O Sr. Presidente (Ferro Rodrigues): — Para uma intervenção, tem a palavra o Sr. Deputado Paulo Sá.
O Sr. Paulo Sá (PCP): — Sr. Presidente, Srs. Deputados: A água é um recurso natural indispensável à
vida e de importância fundamental para o desenvolvimento do país. O direito à água e ao saneamento é
essencial para a concretização de todos os direitos humanos. Pela sua importância para cada um de nós e
para o nosso futuro coletivo, a água deve ser gerida unicamente por organismos públicos, na ótica de um
serviço público, no interesse de todos os portugueses e do País.
O projeto de lei apresentado pelo PCP tem como objetivo vedar a empresas privadas o acesso aos setores
de abastecimento público de água, de saneamento de águas residuais urbanas e de gestão de resíduos
urbanos, invertendo a lógica que tem sido seguida por sucessivos governos do PS, do PSD e do CDS desde
1993.
Efetivamente, até essa altura, os serviços de águas e saneamento foram uma responsabilidade exclusiva
da administração local do Estado, sendo a sua gestão pública controlada por órgãos democraticamente eleitos
e orientada para a prestação de um serviço público. É a partir de 1993 que se foram operando as mudanças
legislativas que, gradualmente, abriram este setor ao capital privado. Pela mão dos partidos da política de
direita, a água, de bem social, indispensável à vida, foi-se transformando num bem mercantil, cuja gestão
passou a ser ditada por lógicas economicistas, numa ótica de obtenção de lucro.

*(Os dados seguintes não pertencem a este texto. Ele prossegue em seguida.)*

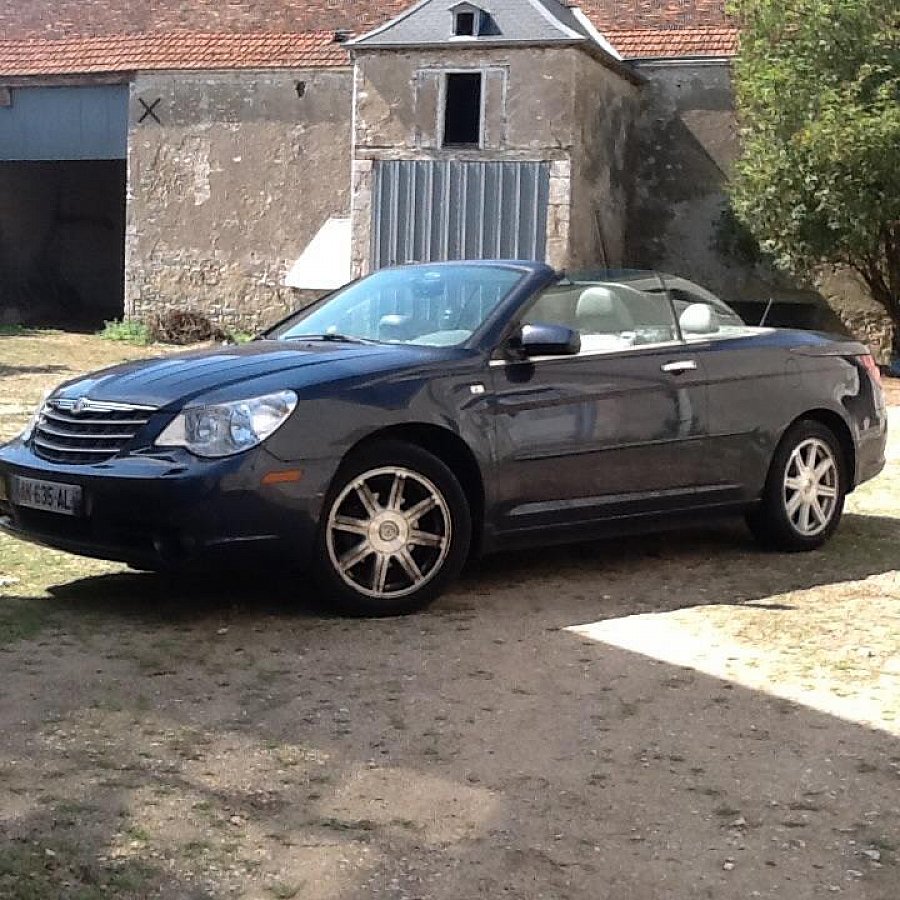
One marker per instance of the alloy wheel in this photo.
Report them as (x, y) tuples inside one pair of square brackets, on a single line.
[(388, 532), (811, 488)]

É este processo de mercantilização dos serviços de águas e saneamento que o atual Governo PSD/CDS
pretende acelerar. De acordo com as declarações dos responsáveis governamentais pelo setor, está em
preparação a fusão dos sistemas multimunicipais e a integração, nestes sistemas, dos sistemas em baixa,
assim como a revisão do regime de tarifas com o objetivo de recuperar integralmente os custos dos serviços,
ou seja tornar estes serviços lucrativos.

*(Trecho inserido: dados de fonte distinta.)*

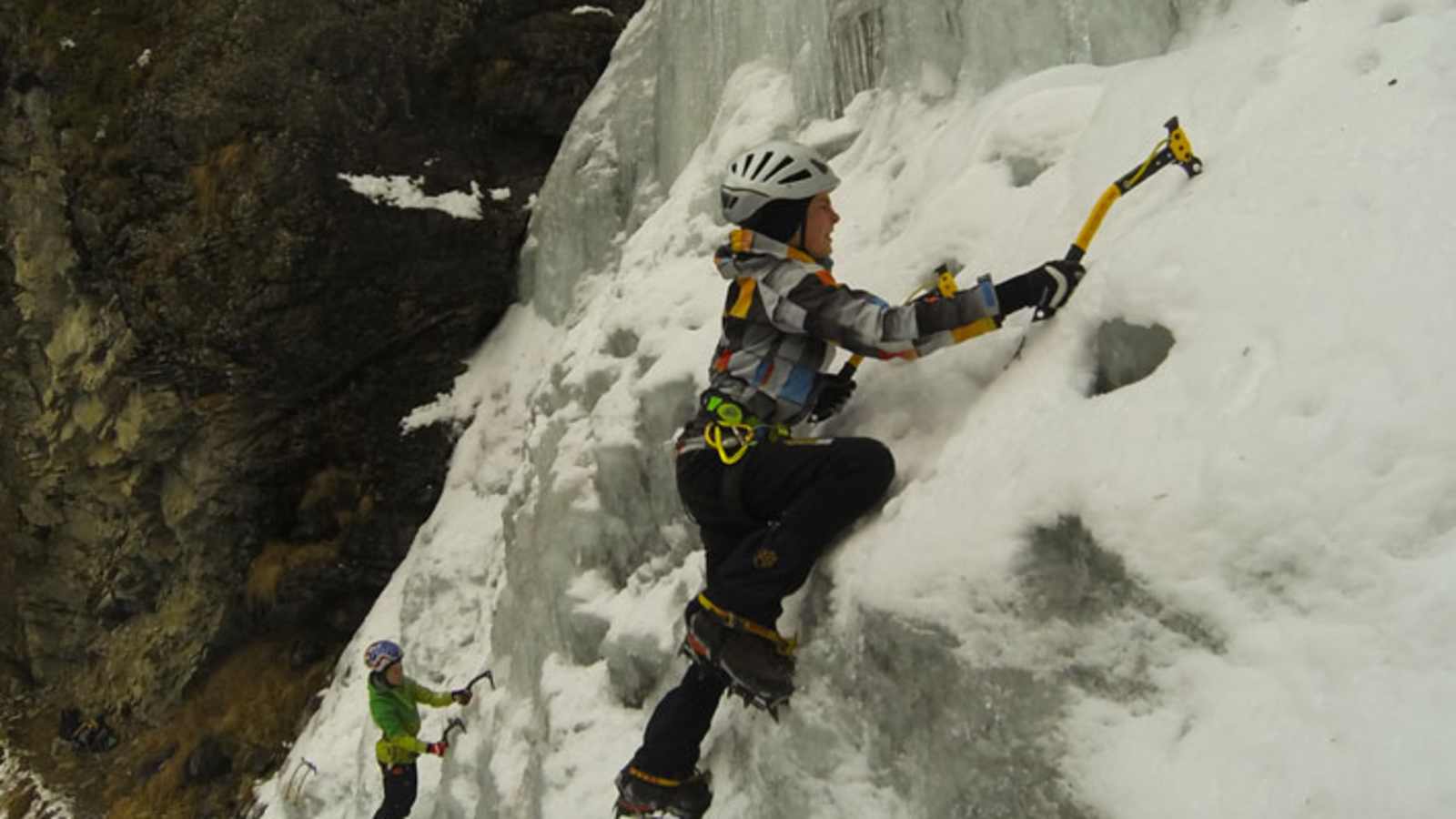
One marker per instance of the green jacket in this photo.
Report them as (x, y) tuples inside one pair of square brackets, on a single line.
[(397, 714)]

Cinicamente, o Governo e os partidos que o suportam justificam este processo de fusão e verticalização
pela necessidade de «permitir ganhos de eficiência operacional através de economias de escala e de gama
decorrentes das sinergias existentes, fomentar economias de processo e eliminar o atual risco de cobrança, o
que contribuirá para o acesso ao cash-flow, elemento fundamental para financiar novos investimentos no setor
e libertar a pressão na tesouraria».
São frases rebuscadas que apenas pretendem ocultar aos portugueses o verdadeiro objetivo do Governo:
a entrega da gestão e exploração dos serviços de águas e saneamento aos grandes grupos económicos,
nacionais e estrangeiros, que operam no setor.

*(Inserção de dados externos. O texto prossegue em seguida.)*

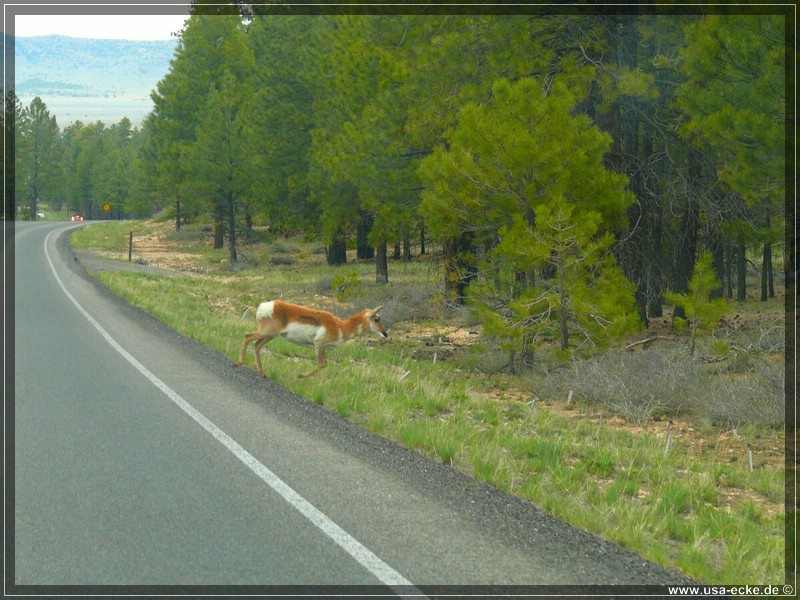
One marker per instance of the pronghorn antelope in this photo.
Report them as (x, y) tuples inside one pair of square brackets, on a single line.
[(317, 329)]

Ainda mais cinicamente, o projeto de resolução do PSD/CDS recomenda ao Governo que mantenha a
água, assim como as infraestruturas associadas à prestação de serviços de abastecimento de água e de
saneamento na propriedade pública. Sabem muito bem estes partidos que a concessão destes serviços a
empresas privadas representa, na prática, a sua privatização e o controlo pelos privados do acesso à água e
ao saneamento, já que aos portugueses não se coloca a opção de irem às ribeiras, de cântaro à cabeça,
buscar a água que consomem, nem poderão livrar-se dos dejetos domésticos, à boa maneira medieval,
atirando-os pela janela e gritando «água vai!».
Já o PS, no seu projeto de resolução, surge muito preocupado com a possibilidade da entrada de capital
privado nos serviços de água e saneamento por via de concessões, chegando mesmo a invocar «o anúncio
feito pelo Vaticano de recusa da privatização da água, a qual não é um bem meramente mercantil, mas
público». Esquece o PS, ou faz-se esquecido, que também é responsável por alterações legislativas que
abriram a porta dos serviços de águas e saneamento aos privados, assim como pela criação de muitas
empresas municipais, com capitais privados, que atuam no setor.